Informational

How Canada and the U.S. Are Regulating AI in Financial Service: What Brokers Should Know

A clear overview of how Canada and the U.S. regulate AI in financial services differently, and what brokers need to watch in 2025 around compliance, bias, and accountability.
Kristen Campbell

Brokers, fintechs, and realtors alike will be interested in learning more about new regulations around AI. While Canada set a new federal AI law with the Artificial Intelligence and Data Act (AIDA), the US has inserted AI into its existing financial regulations (the Equal Credit Opportunity Act, or ECOA, the Fair Credit Reporting Act, or FCRA, and UDAP, Unfair or Abusive Acts or Practices). The legacy structure means Fair Lending rules are actively enforced around AI bias in the United States, while Canada is still building out new ones. 

No matter which side of the border you’re on, it’s a good idea to stay abreast of any changes, modifications, and updates on regulating AI. Here is a quick guide for 2025:

Canada Sets a New Federal AI Law with the Artificial Intelligence and Data Act 

In 2025, Canada finalized its first national AI statute, the AIDA, or Artificial Intelligence and Data Act, in Bill C-27. AIDA had direct implications for banks, mortgage lenders, insurance companies, and fintechs. AIDA establishes mandatory risk management, incident reporting, and government expectations for AI. The United States eschewed state laws in favour of a “minimally burdensome national standard” and doubled down on existing regulation, including ECOA, FCRA, and UDAP. 

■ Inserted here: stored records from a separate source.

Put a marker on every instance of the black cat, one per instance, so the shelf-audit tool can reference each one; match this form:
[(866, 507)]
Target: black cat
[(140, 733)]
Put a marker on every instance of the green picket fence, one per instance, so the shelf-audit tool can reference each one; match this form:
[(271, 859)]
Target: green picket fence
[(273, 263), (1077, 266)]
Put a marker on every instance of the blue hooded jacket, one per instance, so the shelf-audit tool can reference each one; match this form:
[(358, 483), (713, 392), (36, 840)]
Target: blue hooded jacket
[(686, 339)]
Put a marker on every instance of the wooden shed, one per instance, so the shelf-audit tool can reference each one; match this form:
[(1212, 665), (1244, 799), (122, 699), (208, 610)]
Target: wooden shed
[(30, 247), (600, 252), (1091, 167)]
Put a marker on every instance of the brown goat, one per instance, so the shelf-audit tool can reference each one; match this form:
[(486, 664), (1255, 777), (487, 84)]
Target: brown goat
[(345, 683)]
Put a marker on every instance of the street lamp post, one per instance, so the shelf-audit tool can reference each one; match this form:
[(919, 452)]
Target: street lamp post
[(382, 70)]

In the United States, financial systems are regulated indirectly. AI technology is included in existing financial regulation, where it is actively enforced. A fintech bank using an AI powered credit model, for example, would be covered under ECOA if it was using the technology to approve or deny personal loans. Even though it does not use race, gender, or age to power the tool, it has ECOA exposure via zip codes, employment stability checks, and education. Regulators would require model testing for bias, the removal of proxy variables, and adverse action notices. 

In Canada’s case, AI systems that handle financial data are subject to heightened expectations, data portability and AI governance by virtue of them being AI. AIDA explicitly links compliance to open banking reforms, while in the US, AI oversight is more consumer-protection oriented. In the States, the Consumer Financial Protection Bureau oversees consumer data rights via (CFPB)’s Section 1033 Rule. CFPB 1033 requires AI systems ingesting 1033-applicable data to be held under CFPB scrutiny. 

Canada Formally Defines “High-Impact AI Systems”

Canada formally defines “high-impact AI systems” in AIDA. These “high impact AI systems” are a legal category that does not exist in the United States – and while the exact list of AI systems included as “high impact” will vary, the statute anticipates the definition will include systems that can make or materially influence lending decisions, affect access to financial services, and create the risk of economic, psychological, or legal harm

In practice, AIDA captures credit scoring and underwriting, fraud detection, automated loan approvals, tenant or borrower risk or decisioning tools, and identity verification systems. Canada places a heavier emphasis on risk assessments and design of AI models prior to implementation, while US regulators are explicit about AI being used in credit decisions – institutions who use AI to make their credit decisions must explain the adverse actions and ensure their models aren’t a “black box.” 

Incident Reporting vs. Supervisory Exams

Canada’s AIDA rules emphasize mandatory reporting for AI-driven incidents and disclosure of when these AI systems cause material harm. AIDA adds internal escalation and record-keeping obligations, highlighting its focus on safe regulation instead of traditional financial supervision. In the United States, regulators focus on supervising parties, reviewing risk management models, and enforcing infractions. 

With a more systemic approach to financial regulation of AI, the US regulators have signalled that AI vendors, model providers, data brokers, and platforms are all under scrutiny – and that banks, financial institutions, and data must remain accountable. In Canada, the approach focuses more on model governance, accountability, and organizational controls. The impact of these differences in legislation mean that US regulators target Big Tech and AI vendors, while Canada goes to the financial institutions themselves.